Hoewel de minimum toezegging van een jaarlijks te verlenen tonnage gedaald is naar 4 895 000 ton, (455 000 ton minder ten opzichte van 1995) is de totale verplichting omvangrijker geworden. De voor de hulpverlening benodigde logistieke kosten zijn thans namelijk onderdeel van de verdragsverplichting geworden, waarmee het totaal volume van deze verplichting in financiële zin is toegenomen.
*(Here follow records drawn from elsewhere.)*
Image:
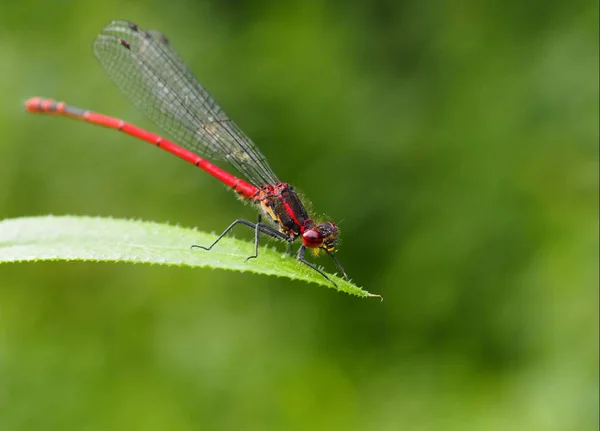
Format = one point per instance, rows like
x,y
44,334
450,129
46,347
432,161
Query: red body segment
x,y
49,106
149,72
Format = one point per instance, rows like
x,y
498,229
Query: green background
x,y
455,143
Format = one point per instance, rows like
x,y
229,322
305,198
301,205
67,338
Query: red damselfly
x,y
152,76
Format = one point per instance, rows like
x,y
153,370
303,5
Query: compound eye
x,y
312,239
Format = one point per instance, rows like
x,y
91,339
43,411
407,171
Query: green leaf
x,y
111,240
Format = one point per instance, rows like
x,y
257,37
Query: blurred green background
x,y
455,143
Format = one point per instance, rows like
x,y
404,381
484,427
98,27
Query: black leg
x,y
301,258
339,265
256,238
225,232
258,229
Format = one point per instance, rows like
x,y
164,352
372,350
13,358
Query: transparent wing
x,y
155,79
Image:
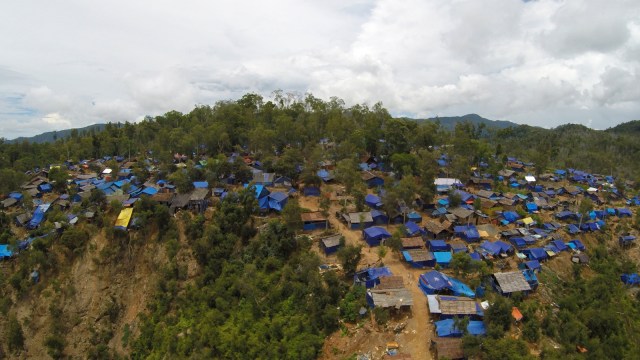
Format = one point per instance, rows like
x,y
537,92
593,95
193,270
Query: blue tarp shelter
x,y
576,245
415,217
16,195
443,258
467,232
510,216
311,191
446,328
379,217
5,253
260,191
200,184
496,248
626,240
572,229
533,265
374,235
45,187
518,242
565,215
536,254
560,245
623,212
370,277
412,229
38,216
373,201
277,200
438,245
419,258
433,282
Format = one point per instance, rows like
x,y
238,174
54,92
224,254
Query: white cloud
x,y
56,119
542,62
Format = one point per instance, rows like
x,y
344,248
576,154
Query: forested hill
x,y
52,136
450,122
628,128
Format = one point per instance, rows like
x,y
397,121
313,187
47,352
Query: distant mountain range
x,y
449,122
628,127
52,136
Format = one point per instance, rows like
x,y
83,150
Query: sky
x,y
72,63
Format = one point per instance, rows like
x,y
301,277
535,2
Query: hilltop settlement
x,y
394,249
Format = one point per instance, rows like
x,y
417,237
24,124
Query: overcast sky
x,y
73,63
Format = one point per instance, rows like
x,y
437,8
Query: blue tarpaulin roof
x,y
572,229
442,257
277,200
578,244
435,280
412,228
438,245
518,242
533,265
372,200
5,252
38,216
535,253
461,289
446,328
510,216
624,212
200,184
16,195
376,232
560,245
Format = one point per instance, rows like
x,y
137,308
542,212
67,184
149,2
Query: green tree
x,y
349,257
58,178
499,315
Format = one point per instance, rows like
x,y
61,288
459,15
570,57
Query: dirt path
x,y
416,336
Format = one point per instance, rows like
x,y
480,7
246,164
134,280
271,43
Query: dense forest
x,y
285,132
257,292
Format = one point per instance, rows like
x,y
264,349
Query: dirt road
x,y
416,336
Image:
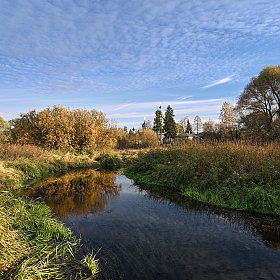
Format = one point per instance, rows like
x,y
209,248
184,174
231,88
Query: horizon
x,y
125,58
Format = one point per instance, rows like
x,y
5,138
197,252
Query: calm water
x,y
156,236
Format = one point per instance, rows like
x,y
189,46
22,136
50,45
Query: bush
x,y
110,162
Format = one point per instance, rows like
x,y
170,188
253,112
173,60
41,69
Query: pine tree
x,y
169,127
158,122
189,127
197,123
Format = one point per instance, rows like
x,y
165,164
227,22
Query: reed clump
x,y
239,175
19,163
34,245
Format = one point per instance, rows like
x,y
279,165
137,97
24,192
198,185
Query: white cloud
x,y
219,82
Deze nieuw aangegane verplichtingen voor beschikbaarstelling van logistieke hulp zijn in feite omvangrijker dan een vergroting van het totaal volume van deze verplichting. Twee redenen liggen hieraan ten grondslag. Thans wordt de nadruk gelegd op hulp aan gebieden waar de nood het hoogst is. Voorheen werd op grond van het Voedselhulpverdrag van 1995 de omvang van de geboden hulp afgeleid van het volume – het voedsel in tonnages – maar dit leidde tot een prioritering van voedselhulp aan gebieden die waren te bereiken door middel van lage transportkosten. Voorts waren donoren in het verleden niet altijd, in aanvulling op de beschikbaarstelling van het voedsel zelf, bereid ook de benodigde logistieke kosten op zich te nemen. Bovendien leert de recente praktijk dat ingeval van omvangrijke nood, de daadwerkelijke hulp de minimumverplichting die voortvloeit uit het verdrag overtreft.
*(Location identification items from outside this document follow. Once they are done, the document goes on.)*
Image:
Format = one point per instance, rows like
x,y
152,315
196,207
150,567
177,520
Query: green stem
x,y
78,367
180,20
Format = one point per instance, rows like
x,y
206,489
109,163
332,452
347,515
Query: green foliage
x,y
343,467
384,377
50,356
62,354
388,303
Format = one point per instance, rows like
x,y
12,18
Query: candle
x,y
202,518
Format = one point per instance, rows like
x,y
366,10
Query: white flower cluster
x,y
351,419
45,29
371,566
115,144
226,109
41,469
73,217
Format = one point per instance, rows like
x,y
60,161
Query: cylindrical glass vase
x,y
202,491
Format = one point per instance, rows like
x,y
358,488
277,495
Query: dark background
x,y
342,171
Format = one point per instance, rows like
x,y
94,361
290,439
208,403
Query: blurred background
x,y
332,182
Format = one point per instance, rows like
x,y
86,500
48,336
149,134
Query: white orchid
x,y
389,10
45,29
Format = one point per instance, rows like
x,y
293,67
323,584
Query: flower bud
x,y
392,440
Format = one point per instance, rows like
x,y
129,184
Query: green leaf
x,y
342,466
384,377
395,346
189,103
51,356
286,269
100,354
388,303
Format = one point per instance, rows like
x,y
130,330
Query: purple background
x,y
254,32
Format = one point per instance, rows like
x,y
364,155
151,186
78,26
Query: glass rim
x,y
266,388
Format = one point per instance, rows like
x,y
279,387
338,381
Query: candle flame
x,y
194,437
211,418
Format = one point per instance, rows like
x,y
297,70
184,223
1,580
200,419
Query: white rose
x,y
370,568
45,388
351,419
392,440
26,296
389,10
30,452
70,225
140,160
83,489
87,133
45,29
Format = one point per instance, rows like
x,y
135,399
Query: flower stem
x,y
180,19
De verlaging met 455 000 ton is met name het gevolg van het besluit van een aantal EU-lidstaten om in aanvulling op een geldelijke verplichting geen minimumtonnage op te geven. Nederland heeft wel een minimumtonnage aangegeven. Dit is gedaan vanwege de verwachtingen die bestaan ten aanzien van lage inkomenslanden die voedsel importeren. Deze landen verwachten dat deze inspanningsverplichting standhoudt, mede gezien de in de preambule vastgestelde besluiten te Marrakesh en Singapore ten behoeve van deze categorie landen.

Een overzicht van de samenstelling van de bijdrage van de Europese Unie is bijgevoegd. De hoogte van het daarin opgenomen communautaire deel heeft geen consequenties voor de begroting voor voedselhulp van de Europese Commissie.

De Nederlandse jaarlijkse bijdrage bedraagt 25 miljoen Euro, bestaande uit produktkosten en bijbehorende logistieke kosten. De eigenlijke voedselhulpbijdrage die is vastgesteld op 49 700 ton, is in genoemd bedrag opgenomen. In tonnen is de Nederlandse verplichting vrijwel gehandhaafd op het niveau van het verdrag van 1995. De voorziene Nederlandse bijdrage ligt ruim binnen de omvang van de voedselhulp die de afgelopen jaren is verstrekt.

Momenteel wordt door Nederland voedselhulp verleend op grond van de overeenkomst van Nederland met het Wereld Voedsel Programma. Dit is een vrijwillige bijdrage, die niet berust op verdragsverplichtingen en die kan worden beschouwd als een unilaterale inspanning die vooruitloopt op verplichtingen die voortvloeien uit dit verdrag.

Koninkrijkspositie

Het verdrag zal, evenals de Internationale Graanovereenkomst 1995, alleen voor Nederland gelden.

De Minister van Landbouw, Natuurbeheer en Visserij,

L. J. Brinkhorst

De Staatssecretaris van Buitenlandse Zaken,

D. A. Benschop

De Minister voor Ontwikkelingssamenwerking,

E. L. Herfkens

De Minister van Financiën,

G. Zalm


XNoot
1

Ter inzage gelegd bij de afdeling Parlementaire Documentatie.